Customers either praise the unlimited number of pages and customizable features that Mixbook offers,
or commend the quick turnaround time, great customer service, and quality of the photo books.
Some negative reviews point out some personalization limitations, quality of printing,
or issues with the website or customer service.
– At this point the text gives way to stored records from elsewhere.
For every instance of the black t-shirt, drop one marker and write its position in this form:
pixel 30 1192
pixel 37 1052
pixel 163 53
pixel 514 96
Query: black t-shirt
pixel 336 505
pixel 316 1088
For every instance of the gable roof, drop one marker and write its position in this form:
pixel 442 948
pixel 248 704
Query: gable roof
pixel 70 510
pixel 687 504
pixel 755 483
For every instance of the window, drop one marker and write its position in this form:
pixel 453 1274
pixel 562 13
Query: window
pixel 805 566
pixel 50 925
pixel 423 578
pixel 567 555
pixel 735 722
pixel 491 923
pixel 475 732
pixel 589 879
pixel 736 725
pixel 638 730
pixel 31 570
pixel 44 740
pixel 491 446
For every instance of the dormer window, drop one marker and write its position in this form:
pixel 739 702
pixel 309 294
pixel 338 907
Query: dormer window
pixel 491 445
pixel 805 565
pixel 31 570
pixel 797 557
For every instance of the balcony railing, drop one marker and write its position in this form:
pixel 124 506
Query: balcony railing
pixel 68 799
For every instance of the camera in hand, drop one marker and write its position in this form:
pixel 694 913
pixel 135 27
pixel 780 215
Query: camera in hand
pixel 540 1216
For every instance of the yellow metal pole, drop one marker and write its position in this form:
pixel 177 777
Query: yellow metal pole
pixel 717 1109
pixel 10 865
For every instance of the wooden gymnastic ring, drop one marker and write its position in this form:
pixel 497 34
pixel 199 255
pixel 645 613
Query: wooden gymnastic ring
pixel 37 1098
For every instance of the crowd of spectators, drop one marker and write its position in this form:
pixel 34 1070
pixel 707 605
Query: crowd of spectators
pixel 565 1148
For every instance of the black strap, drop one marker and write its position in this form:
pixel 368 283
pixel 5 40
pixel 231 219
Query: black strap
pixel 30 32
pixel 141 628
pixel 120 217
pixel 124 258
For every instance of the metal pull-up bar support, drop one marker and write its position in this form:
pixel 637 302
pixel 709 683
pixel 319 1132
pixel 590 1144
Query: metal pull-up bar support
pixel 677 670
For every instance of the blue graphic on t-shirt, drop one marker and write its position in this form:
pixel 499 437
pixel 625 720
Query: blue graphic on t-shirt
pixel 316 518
However, overall, the positive comments outweigh the negative ones.
Conclusion
In conclusion, scraping Trustpilot reviews with Page2API can be a powerful tool for businesses looking to improve their online reputation and customer acquisition.
By leveraging the code examples provided in this blog post, you can easily extract and summarize large volumes of review data from Trustpilot using various programming languages.
Additionally, by performing sentiment analysis on this data, you can gain valuable insights into customer feedback and identify areas of improvement.
With the help of AI and natural language processing techniques, businesses can better understand their customers and make data-driven decisions to improve their products and services.
We hope that this tutorial has provided you with a better understanding of how to scrape and analyze Trustpilot reviews, and how to leverage these insights to improve your business.